In 1956, the station was closed to goods services. In 1959, a crossover at the station was abolished. In 1963, boom barriers replaced interlocked gates at the Bay Street level crossing, located at the down end of the station, and the signal box was abolished at the same time.

On 4 May 2010, as part of the 2010/2011 State Budget, $83.7 million was allocated to upgrade North Brighton to a premium station, along with nineteen others. However, in March 2011, that decision was reversed by the Baillieu Government.

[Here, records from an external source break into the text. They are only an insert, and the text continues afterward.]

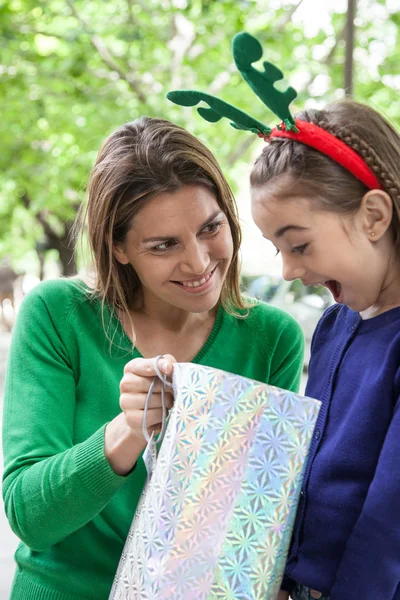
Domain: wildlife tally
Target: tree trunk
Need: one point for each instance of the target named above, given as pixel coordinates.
(348, 68)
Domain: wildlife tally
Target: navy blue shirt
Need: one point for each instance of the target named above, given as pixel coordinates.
(346, 539)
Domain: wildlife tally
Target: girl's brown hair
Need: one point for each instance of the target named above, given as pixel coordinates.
(292, 168)
(137, 162)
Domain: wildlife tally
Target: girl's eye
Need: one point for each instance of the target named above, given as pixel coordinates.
(164, 246)
(299, 249)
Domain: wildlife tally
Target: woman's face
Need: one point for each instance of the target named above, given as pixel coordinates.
(180, 245)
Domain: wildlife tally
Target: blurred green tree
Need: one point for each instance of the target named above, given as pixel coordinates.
(72, 71)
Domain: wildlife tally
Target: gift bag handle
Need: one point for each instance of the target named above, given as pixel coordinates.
(164, 382)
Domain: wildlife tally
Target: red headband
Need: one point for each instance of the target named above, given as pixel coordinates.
(323, 141)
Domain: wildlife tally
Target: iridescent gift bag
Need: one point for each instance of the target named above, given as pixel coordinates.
(216, 516)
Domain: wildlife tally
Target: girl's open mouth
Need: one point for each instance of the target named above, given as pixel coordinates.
(335, 288)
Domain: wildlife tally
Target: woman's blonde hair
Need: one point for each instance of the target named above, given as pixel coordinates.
(293, 168)
(137, 162)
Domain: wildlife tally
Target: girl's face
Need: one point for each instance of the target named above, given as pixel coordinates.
(324, 248)
(180, 246)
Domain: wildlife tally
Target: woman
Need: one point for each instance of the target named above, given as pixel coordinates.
(164, 233)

==Platforms and services==
North Brighton has two side platforms and is served by Sandringham line trains.

=== Current ===

North Brighton platform arrangement
| Platform | Line | Destination | Via | Service Type | Notes | Source |
| 1 | Sandringham line | Laverton, Werribee or Williamstown | Flinders Street | All stations | Services to Laverton and Williamstown only operate on weekdays. |  |
| 2 | Sandringham line | Sandringham |  | All stations |  |  |

==Transport links==

CDC Melbourne operates one bus route via North Brighton station, under contract to Public Transport Victoria:
- : Middle Brighton station – Chadstone Shopping Centre

Kinetic Melbourne operates one route via North Brighton station, under contract to Public Transport Victoria:
- : Westfield Southland – St Kilda station

Ventura Bus Lines operates two routes via North Brighton station, under contract to Public Transport Victoria:
- SmartBus : Middle Brighton station – Blackburn station
- : to Westfield Southland

SkyBus also operates a service to Melbourne Airport via North Brighton station.